Les erreurs modernes qui font pourrir la récolte
Nous avons tous déjà retrouvé une cagette entière gâchée par une seule pomme brune. Une pomme abîmée ou tombée a servi de porte d’entrée aux champignons, puis le contact direct, la chaleur d’un garage et l’humidité d’un sac plastique ont accéléré la contagion, surtout quand les fruits ont été entassés sur plusieurs couches.
Les anciens ont toujours réservé les fruits piqués, cabossés ou tombés à la compote, et seuls les fruits intacts sont descendus en cave. Chaque pomme était posée bien sèche, sans se serrer contre la voisine, souvent en une seule couche dans des cagettes en bois propres et ajourées.
La bonne cave pour conserver ses pommes tout l’hiver
Une cave enterrée ou un cellier au nord qui reste entre 4 et 8 °C, sombre et humide, a gardé les pommes mieux qu’un garage qui se réchauffe l’après-midi. L’air doit circuler pour évacuer l’éthylène, ce gaz que les pommes dégagent et qui accélère la germination des pommes de terre stockées à côté.
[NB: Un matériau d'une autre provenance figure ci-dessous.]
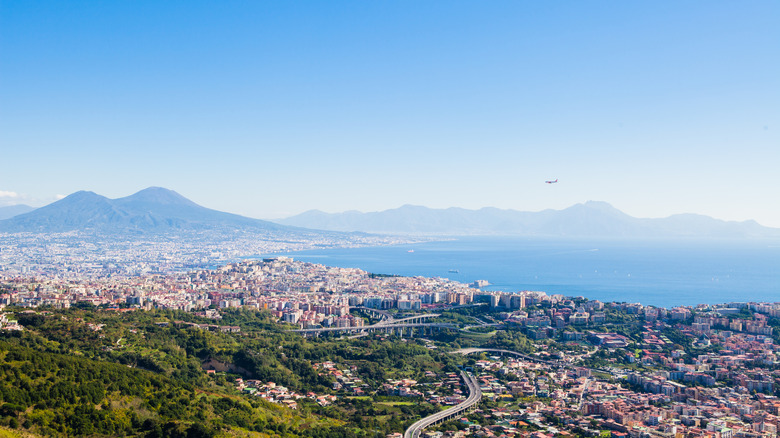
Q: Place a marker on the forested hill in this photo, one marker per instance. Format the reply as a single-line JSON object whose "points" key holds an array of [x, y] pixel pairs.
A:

Idéalement, on sépare la zone fruits de la zone légumes, on surélève les cagettes du sol et on jette un œil toutes les deux semaines pour retirer les suspects. Avec ce simple rituel et des pommes de garde à peau épaisse, la cave a nourri les familles jusqu’au printemps sans gâchis.
En bref
- 🍎 Fin septembre, les anciens descendaient leurs pommes du verger en cave, sans lavage, pour préparer une conservation longue durée à l'abri du gel.
- 🧺 Le texte explique le rôle de la pellicule cireuse, les dangers de l'humidité résiduelle et les réflexes de tri avant stockage en cagettes ajourées.
- 📦 Le lecteur apprend à organiser cave et cellier, séparer pommes et légumes sensibles à l'éthylène et éviter l'erreur qui fait pourrir un cageot.